Exchange rates seem to be a measure of how strong an economy is. I constantly see people comparing the value of their national currency to other prominent currencies to rate their economy. If the exchange rate is in favor of the national currency, then the economy is said to be strong. For example, the US dollar, as of 2014, is a very strong currency in comparison to most other currencies. But it has less value than the Euro, so it is not as strong as it could be.


@SarahGen-- That's a good question.

There are several indirect ways to impact exchange rates through monetary policy. Changing interest rates is one of the best ways to stabilize a currency.

In the example you gave, if the government increases interest rates, it can reduce money supply in the market, reduce inflation and increase the value of their currency. When interest rates go up, people borrow less money which reduces capital in the market. When there is less capital, the value of the national currency goes up.

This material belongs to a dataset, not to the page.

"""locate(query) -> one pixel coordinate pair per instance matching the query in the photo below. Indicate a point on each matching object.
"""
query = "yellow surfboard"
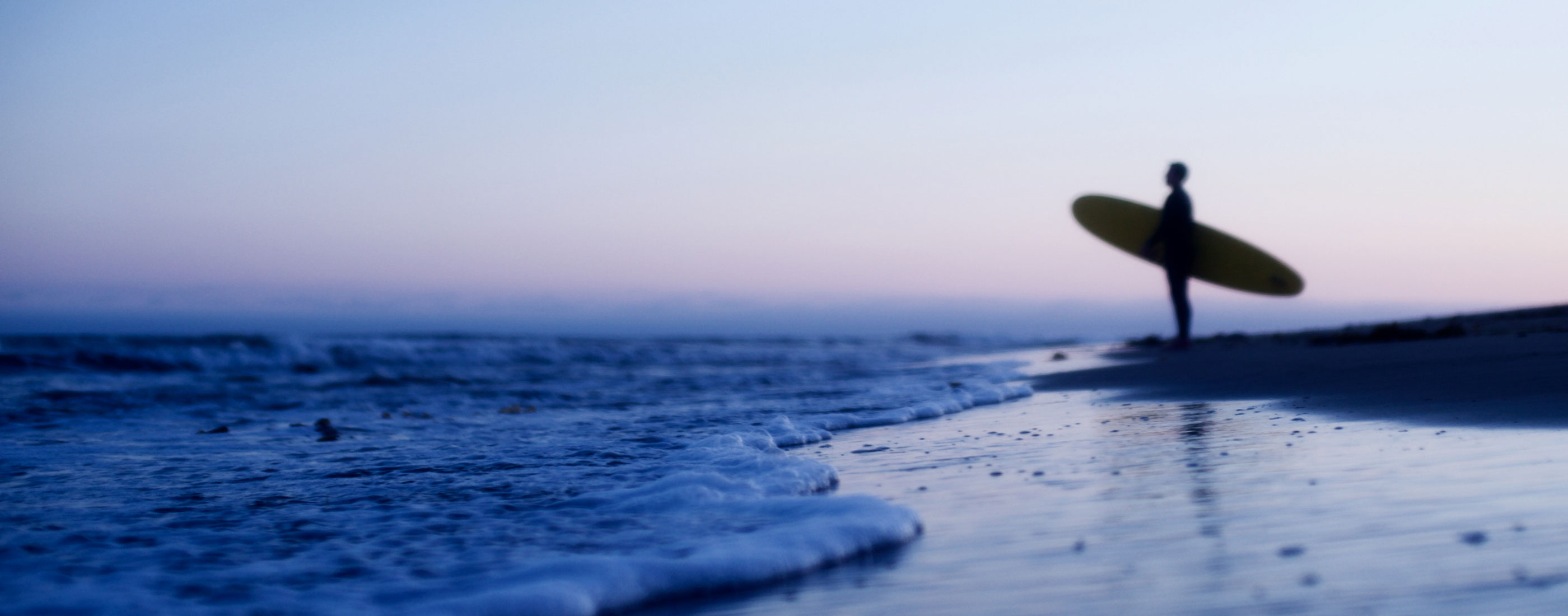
(1222, 259)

The government can similarly increase the reserve requirement of banks to pull more of the national currency from the market. Or they could sell a little bit of their foreign currency reserve. This will increase the foreign currency floating in the market and reduce the value of that currency in relation to the national currency.

These are basically methods that are utilized in a restrictive monetary policy. So this is the type of policy that government needs to pursue.


If a country's national currency has low value in comparison to the US dollar. And if inflation rates, unemployment and prices have skyrocketed. What should that country do to fix the economy?

How can they increase the value of their national currency?